Apple Bloom bawled. “Ah'm sorry! Ah just wanted to make sure he'd be okay!” She flung herself over the tree again, sobbing. “And Ah failed!”

For a moment, Applejack couldn't speak. Apple Bloom continued to cry over Tennyson's trunk, his branches lying on the ground, no longer trying to touch her face. The only noise that could be heard was the occasional drop of rain from the trees and Apple Bloom's crying.

Then, when Applejack couldn't take it anymore, she walked over to her sister and placed a hood on her back. “Hey, it wasn't yer fault.”

“Ah couldn't save him,” she said without lifting her head.

“Darlin', these things happen.” Applejack stroked her sister's back. “Ya' faced a big storm last night, an' he just wasn't ready to face it. These things... they just happen sometimes.”

“But why did it have to happen to him?” Apple Bloom looked up at her. “Why? Why'd the pegasi have to make a storm that big? This is all their fault!”

“That's the way the world works, sugarcube,” Applejack replied with a sigh. “Sometimes, we lose a tree, an' there's nuthin we can do about it. Most grow to be very old, while some... like Tennyson, move on to that great orchard at a young age. Don't be mad at the pegasi. I'm sure they didn't make a storm like this on purpose.” She continued stroking her sister's back as Apple Bloom continued to cry over Tennyson's trunk.

“Ah'm... Ah'm worthless.”

At this, Applejack nudged her sister's head up, forcing her to look her in the eye. “Now, you listen here: you are not worthless. Most ponies would've stayed in their homes, nice and warm, while their tree fell to the ground without a second thought. You ran out here and tried to help Tennyson make it through the storm.”

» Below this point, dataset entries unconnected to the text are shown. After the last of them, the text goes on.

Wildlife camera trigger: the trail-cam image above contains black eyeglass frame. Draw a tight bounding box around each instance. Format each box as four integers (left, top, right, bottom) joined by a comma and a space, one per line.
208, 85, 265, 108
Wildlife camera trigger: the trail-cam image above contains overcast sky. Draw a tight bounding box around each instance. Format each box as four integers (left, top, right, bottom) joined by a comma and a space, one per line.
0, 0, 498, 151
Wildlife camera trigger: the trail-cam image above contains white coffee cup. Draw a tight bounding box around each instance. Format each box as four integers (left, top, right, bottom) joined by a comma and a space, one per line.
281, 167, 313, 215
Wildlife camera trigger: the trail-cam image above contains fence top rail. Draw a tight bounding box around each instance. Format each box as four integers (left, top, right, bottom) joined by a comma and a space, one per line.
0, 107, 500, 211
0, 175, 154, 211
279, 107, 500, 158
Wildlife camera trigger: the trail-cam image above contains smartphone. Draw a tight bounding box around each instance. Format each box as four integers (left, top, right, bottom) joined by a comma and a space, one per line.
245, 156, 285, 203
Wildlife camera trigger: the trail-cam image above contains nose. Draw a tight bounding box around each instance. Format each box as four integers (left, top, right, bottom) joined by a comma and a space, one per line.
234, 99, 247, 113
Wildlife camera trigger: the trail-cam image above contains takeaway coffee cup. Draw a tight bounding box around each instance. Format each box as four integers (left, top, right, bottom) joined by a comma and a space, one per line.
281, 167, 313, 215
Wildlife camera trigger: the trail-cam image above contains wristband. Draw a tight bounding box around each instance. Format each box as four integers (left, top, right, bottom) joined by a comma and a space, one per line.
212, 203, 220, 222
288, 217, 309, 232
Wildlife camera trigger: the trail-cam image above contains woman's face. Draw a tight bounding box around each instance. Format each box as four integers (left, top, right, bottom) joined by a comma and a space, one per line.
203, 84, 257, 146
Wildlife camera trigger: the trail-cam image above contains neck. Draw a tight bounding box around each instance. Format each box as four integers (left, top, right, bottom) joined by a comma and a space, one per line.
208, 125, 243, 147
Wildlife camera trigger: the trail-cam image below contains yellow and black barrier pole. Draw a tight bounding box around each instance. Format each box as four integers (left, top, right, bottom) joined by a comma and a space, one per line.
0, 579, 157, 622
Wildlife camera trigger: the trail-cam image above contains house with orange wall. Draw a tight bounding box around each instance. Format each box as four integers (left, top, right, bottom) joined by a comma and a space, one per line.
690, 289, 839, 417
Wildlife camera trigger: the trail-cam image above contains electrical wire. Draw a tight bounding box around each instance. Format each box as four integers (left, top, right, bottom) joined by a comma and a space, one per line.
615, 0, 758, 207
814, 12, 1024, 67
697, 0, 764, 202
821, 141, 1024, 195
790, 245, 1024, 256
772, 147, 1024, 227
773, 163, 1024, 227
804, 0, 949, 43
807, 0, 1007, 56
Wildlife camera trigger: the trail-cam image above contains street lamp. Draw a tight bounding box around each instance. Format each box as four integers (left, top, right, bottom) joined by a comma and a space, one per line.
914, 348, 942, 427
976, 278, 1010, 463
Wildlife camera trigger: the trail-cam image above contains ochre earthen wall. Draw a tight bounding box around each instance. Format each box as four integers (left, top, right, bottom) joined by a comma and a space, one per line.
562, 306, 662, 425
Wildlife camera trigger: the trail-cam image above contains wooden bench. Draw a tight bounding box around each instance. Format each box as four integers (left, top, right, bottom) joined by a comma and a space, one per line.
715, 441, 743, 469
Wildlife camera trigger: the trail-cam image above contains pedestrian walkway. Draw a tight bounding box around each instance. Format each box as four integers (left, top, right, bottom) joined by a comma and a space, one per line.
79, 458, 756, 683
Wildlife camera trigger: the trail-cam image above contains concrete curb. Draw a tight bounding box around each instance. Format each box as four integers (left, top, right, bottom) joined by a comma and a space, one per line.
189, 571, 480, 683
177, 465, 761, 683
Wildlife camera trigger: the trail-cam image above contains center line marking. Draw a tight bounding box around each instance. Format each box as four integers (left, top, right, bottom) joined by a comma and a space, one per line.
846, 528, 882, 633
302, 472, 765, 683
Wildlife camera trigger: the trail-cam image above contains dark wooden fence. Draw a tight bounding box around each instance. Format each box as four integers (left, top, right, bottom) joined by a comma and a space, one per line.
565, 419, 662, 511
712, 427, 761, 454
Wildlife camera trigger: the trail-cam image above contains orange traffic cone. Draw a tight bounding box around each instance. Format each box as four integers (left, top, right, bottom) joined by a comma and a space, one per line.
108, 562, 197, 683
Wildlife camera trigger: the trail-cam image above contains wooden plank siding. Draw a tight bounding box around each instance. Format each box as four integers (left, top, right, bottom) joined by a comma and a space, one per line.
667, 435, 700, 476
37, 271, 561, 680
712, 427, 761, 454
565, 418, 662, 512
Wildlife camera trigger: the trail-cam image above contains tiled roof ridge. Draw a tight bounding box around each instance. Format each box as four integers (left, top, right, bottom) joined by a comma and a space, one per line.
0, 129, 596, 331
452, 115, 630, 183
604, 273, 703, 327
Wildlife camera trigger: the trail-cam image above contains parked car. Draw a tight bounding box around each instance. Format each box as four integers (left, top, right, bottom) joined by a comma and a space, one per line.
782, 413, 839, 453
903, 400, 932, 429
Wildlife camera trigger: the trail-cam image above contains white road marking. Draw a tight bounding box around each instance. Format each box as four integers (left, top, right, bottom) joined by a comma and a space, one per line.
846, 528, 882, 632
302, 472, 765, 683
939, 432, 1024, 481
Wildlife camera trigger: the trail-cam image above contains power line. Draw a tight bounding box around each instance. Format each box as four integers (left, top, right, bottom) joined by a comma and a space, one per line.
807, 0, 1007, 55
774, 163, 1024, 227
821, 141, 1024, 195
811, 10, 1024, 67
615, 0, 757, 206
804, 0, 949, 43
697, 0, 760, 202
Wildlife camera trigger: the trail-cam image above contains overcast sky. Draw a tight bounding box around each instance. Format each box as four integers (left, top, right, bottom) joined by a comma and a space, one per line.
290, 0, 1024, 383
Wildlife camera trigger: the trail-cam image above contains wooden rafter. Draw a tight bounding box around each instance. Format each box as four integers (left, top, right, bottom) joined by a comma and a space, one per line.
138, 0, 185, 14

“But why couldn't Ah save him?”

“Because you're young an' little,” Applejack replied, drawing her sister into a hug. “But ya' showed a lot o' guts, an' Ah'm proud o' ya'.”

Apple Bloom didn't stop crying as Applejack released her. “Hey, Ah gotta begin cleanin' up this mess the storm left behind. D'ya wanna help?"

Apple Bloom looked back at Tennyson. “Could I... could I have just a few more minutes with him?”

“Take all the time you need,” Applejack replied with a simple nod. She sighed and began to walk away with Winona in tow, leaving Apple Bloom there to cry over the trunk of Tennyson. His arms were still, his leaves were gone, and only a few of his roots still clung to the ground, fully intent on making his mother proud. The trees around him continued to cry in mourning for a lost brother.